Why Are Head Injuries in Nursing Home Residents Often More Severe?

Medical studies show that the effects of anti-coagulants commonly prescribed to the elderly as well as the natural changes in the aging brain combine to leave elderly individuals more likely to experience severe traumatic head injuries after a fall, bump, or blow. Just as the rest of an aging person’s body shrinks as they age, the brain also shrinks. This leaves a greater amount of space between the brain and skull, leaving more room for movement which results in greater trauma during a jolt. The blood vessels also thin and become more fragile, so they are more prone to tearing and bleeding.

Head injuries occur in nursing homes due to a variety of causes, such as poor patient monitoring, defective equipment, balance and coordination problems, and abuse. Over 80% of traumatic brain injuries in those over age 75 result from falls, making this the fastest-growing demographic for brain injuries today. If you believe your loved ones injury was a result of neglgigence, contact our experienced nursing home abuse attorneys in Louisville today to learn about your options.

What Can Family Members Do To Help an Elderly Loved One After a Head Injury?

Many elderly victims of brain injuries suffer a swift decline due to a diminished quality of life. Family members can help minimize the impacts of the injury by providing their aged loved one not only with medical care but also stimulating activities such as visits from family members, conversations, walks outdoors, music, and exposure to loving pets like dogs and cats. All interactions help to rebuild connections in the injury victim’s brain.

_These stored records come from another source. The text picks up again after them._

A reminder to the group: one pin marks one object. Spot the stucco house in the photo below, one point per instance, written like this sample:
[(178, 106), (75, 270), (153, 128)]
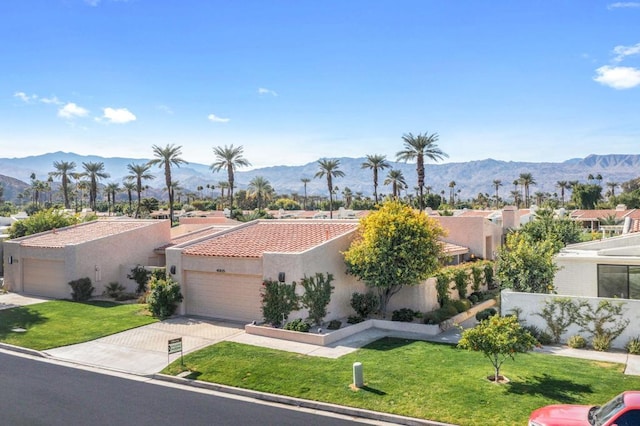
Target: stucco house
[(44, 263), (604, 268)]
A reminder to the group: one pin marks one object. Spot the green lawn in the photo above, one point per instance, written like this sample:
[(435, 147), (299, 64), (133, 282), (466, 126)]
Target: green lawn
[(415, 378), (60, 322)]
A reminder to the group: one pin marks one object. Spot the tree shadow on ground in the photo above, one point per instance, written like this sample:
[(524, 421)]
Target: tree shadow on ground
[(563, 391), (18, 318)]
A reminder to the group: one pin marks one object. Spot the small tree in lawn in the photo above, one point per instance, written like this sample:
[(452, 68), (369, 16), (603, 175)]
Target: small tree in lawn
[(395, 246), (498, 338), (317, 295)]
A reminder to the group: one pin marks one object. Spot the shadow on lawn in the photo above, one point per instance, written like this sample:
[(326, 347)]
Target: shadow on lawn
[(21, 317), (563, 391)]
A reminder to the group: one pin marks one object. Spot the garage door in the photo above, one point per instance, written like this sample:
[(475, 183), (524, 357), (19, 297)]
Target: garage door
[(45, 278), (223, 295)]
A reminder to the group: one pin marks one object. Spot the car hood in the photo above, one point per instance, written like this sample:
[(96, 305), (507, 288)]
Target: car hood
[(562, 415)]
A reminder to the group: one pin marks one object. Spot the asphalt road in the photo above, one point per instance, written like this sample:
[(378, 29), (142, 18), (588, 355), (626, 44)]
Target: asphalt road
[(35, 392)]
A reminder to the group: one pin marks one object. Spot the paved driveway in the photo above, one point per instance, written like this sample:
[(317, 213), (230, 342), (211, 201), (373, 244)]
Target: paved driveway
[(144, 350)]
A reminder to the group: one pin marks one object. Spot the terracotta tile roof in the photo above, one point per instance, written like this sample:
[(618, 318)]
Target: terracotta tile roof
[(293, 236), (82, 233)]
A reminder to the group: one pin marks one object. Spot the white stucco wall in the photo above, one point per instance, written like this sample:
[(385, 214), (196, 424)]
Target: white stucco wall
[(531, 304)]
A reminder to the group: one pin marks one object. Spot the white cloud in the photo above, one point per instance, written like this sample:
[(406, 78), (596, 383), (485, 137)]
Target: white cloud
[(618, 77), (118, 115), (72, 110), (264, 91), (623, 5), (624, 51), (216, 119), (24, 97)]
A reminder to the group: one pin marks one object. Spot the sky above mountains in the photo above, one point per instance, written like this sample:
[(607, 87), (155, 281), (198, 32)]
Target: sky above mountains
[(294, 81)]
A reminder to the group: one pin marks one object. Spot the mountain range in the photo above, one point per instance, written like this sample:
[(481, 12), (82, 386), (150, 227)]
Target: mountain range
[(470, 178)]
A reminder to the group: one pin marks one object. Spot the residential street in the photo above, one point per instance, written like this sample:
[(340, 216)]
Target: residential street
[(43, 393)]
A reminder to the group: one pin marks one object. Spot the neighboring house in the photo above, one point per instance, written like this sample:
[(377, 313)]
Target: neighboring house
[(222, 274), (604, 268), (44, 263)]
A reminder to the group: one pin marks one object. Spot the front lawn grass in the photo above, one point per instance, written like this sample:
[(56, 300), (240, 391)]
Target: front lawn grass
[(415, 378), (61, 322)]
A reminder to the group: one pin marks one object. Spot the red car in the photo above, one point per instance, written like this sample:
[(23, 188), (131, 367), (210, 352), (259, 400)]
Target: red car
[(623, 410)]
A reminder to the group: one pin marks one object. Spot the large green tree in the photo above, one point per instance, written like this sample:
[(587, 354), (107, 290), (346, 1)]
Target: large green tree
[(94, 171), (417, 148), (138, 173), (329, 168), (165, 158), (395, 247), (63, 170), (376, 163), (229, 158), (498, 338)]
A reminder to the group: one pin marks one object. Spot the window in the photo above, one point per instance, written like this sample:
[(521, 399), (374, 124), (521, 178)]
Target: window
[(620, 281)]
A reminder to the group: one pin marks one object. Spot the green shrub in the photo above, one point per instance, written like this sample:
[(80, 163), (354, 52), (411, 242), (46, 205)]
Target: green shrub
[(577, 342), (354, 319), (114, 289), (403, 315), (485, 314), (364, 304), (298, 325), (82, 289), (141, 276), (601, 342), (163, 298), (633, 346), (334, 324)]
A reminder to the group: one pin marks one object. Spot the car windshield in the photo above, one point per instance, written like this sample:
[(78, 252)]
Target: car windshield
[(600, 415)]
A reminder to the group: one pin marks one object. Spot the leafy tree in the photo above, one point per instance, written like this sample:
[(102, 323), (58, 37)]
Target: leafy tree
[(416, 148), (586, 196), (330, 169), (376, 163), (317, 295), (41, 221), (229, 158), (63, 170), (395, 246), (138, 173), (95, 172), (526, 265), (498, 338), (165, 158)]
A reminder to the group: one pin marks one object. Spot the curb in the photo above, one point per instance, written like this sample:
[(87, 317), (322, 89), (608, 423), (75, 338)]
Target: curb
[(304, 403)]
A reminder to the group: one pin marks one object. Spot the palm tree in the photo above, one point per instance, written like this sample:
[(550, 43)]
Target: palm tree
[(526, 180), (396, 179), (376, 163), (229, 157), (165, 158), (95, 172), (330, 169), (612, 188), (129, 186), (562, 185), (261, 189), (111, 190), (63, 169), (416, 148), (305, 181), (497, 183), (138, 173)]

Helpful interactions to support the elderly after a head injury include the following:

  • Ask their medical providers for guidance in helping them reach their maximum medical improvement through repetitive tasks to rebuild neural pathways
  • Encourage rehabilitation exercises
  • Give them as much independence as they are capable of rather than doing everything for them
  • Be patient with changes in moods or behavior, even if they exhibit unusual anger or irritability
  • Find ways to overcome communication barriers such as through devices for this purpose
  • Read aloud from their favorite books, magazines, or newspapers
  • Leave reminder notes in helpful places to overcome their memory problems
  • Provide positive feedback and encouragement when they complete a task
  • Celebrate their accomplishments
  • Encourage other family members to visit

Support An Elderly Loved One With Patience and Encouragement After a Nursing Home Head Injury

Keep in mind that you may have to tell your elderly family member the same thing many times due to the problems with short-term memory commonly associated with brain injuries. You may also have to exhibit patience if the loved one tells you the same story over and over.

It’s important to understand that no two brain injuries are alike just as no two people are alike. Ask your loved one’s medical providers for tips to help improve their condition or to make them more comfortable and content. Above all, ensuring that the loved one knows they are loved, valued, and supported is the best way to help them enjoy a better quality of life during their remaining time with their family—this is especially important if they suffered neglect or abuse in the nursing home where their injury occurred.